Die Hardware-Community für PC-Spieler - PC GAMES HARDWARE EXTREME - Einzelnen Beitrag anzeigen - [PCGH Extreme] Der Schreibtisch-Thread


----------



## Bester_Nick (23. Juni 2009)

*AW: Wie groß ist euer Gamingmonitor?*

22" (1.680 x 1.050) , wie die meisten.

Interessant wäre in der Umfrage noch die Frage ob TN oder höherwertiges Panel, find ich.


----------



## HollomaN (23. Juni 2009)

*AW: Wie groß ist euer Gamingmonitor?*

[x] 22" (1680x1050) ein LG Flatron L227WT-PF.

würd aber dieses jahr noch durch ein 24" abgelöst.


----------



## Shady (23. Juni 2009)

*AW: Wie groß ist euer Gamingmonitor?*



Fr3@k schrieb:


> Hier isser:
> 
> Die Hardware-Community für PC-Spieler - PC GAMES HARDWARE EXTREME - Einzelnen Beitrag anzeigen - [PCGH Extreme] Der Schreibtisch-Thread



Mächtiges Ding xD
Was macht der für 'ne Auflösung?


----------



## Bioschnitzel (23. Juni 2009)

*AW: Wie groß ist euer Gamingmonitor?*

Full-HD 

Ich nutze den Fernseher als Moni


----------



## Shady (23. Juni 2009)

*AW: Wie groß ist euer Gamingmonitor?*

Mmh... dann wird das ganze aber recht groß dargestellt, oder nich..?
Das Teil war aber best. auch nich ganz billig... Wollte mir auch iwann demnächst noch was größeres holen, hab mir aber noch nich so ganz überlegt was es wird...


----------



## Bioschnitzel (23. Juni 2009)

*AW: Wie groß ist euer Gamingmonitor?*

mit Versand rund 500€ 

der Hier: LE32B550 LCD-TV Fernseher

jup wird größer dargestellt. Man gewöhnt sich aber schnell dran. Beim zoggen einfach nur geil =D


----------



## Shady (23. Juni 2009)

*AW: Wie groß ist euer Gamingmonitor?*



Fr3@k schrieb:


> mit Versand rund 500€
> der Hier: LE32B550 LCD-TV Fernseher


Geht ja sogar noch.




Fr3@k schrieb:


> jup wird größer dargestellt.


War ja eig. kla. Wie sonst... 



Fr3@k schrieb:


> Man gewöhnt sich aber schnell dran. Beim zoggen einfach nur geil =D



Glaub ich gern, dass das geil is^^
Is schon irgendwie verlockend... Momentan aber wohl nicht, momentan bin ich etwas auf Sparkurs...
Im November gibts aber Weihnachtsgeld. Man gönnt sich ja sonst nix...


----------



## Bioschnitzel (23. Juni 2009)

*AW: Wie groß ist euer Gamingmonitor?*



Shady schrieb:


> Geht ja sogar noch.
> 
> 
> 
> ...



Bei mir ging das Bday-Geld drauf


----------



## Apokalypsos (24. Juni 2009)

*AW: Wie groß ist euer Gamingmonitor?*

Zocke ebenfalls am Fernseher, ist ein 32" von Samsung. Leider nur HD-Ready (1360*768), aber mir reichts leicht. Zusammen mit dem CEM PE gibts Film- und Spielgenuss vom feinsten! 

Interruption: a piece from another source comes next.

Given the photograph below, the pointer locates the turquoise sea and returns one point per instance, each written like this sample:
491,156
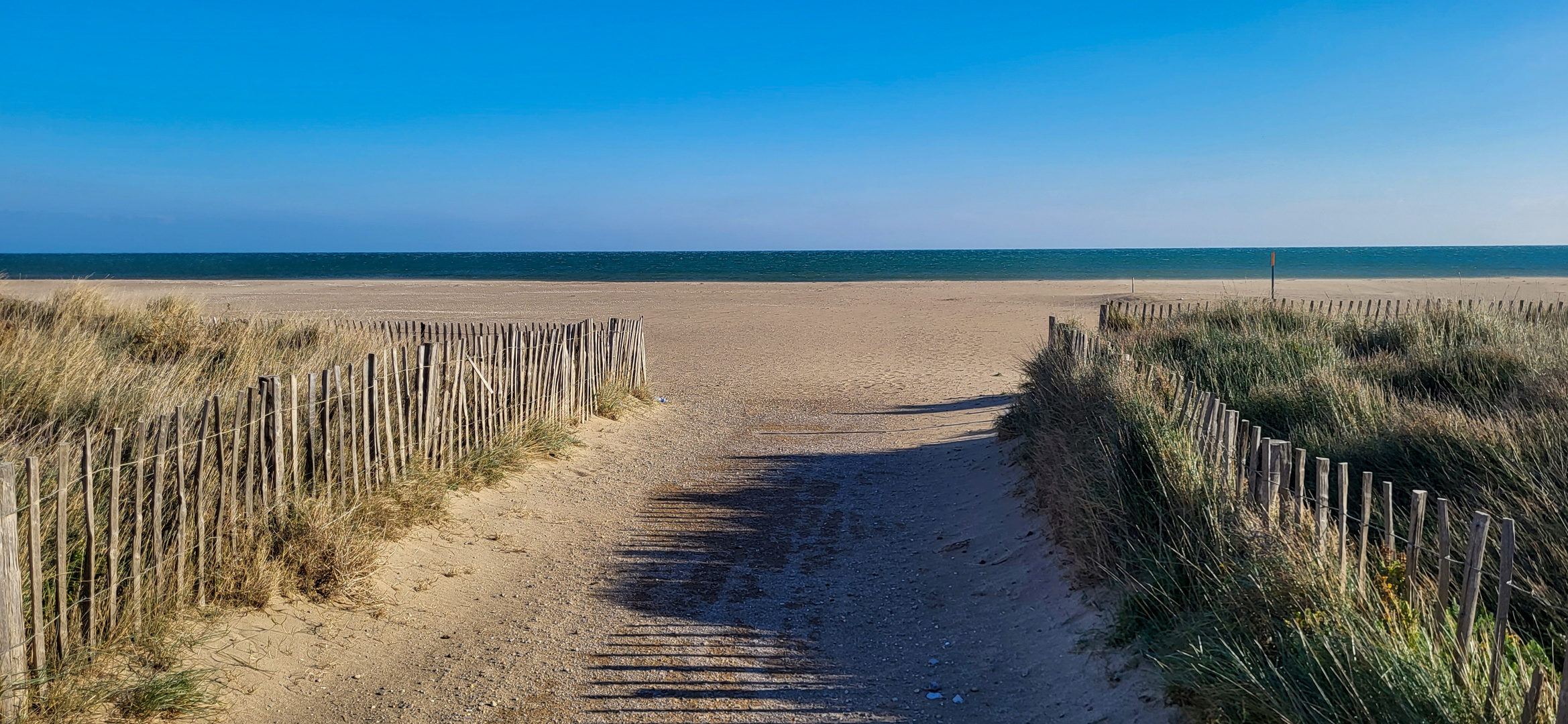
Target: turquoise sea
809,265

Für ne LAN muss mein guter alter SyncMaster 940BF in 19" (1280*1024) herhalten.


----------



## Holdrio (4. Juli 2009)

*AW: Wie groß ist euer Gamingmonitor?*

Phö, muss mal entschieden gegen die Diskriminierung von 27.5 Zoll Usern hier protestieren! 
Einfach weg geschwiegen wird man da und gar nicht erst erwähnt in der Umfrage sniff, das ist hart!  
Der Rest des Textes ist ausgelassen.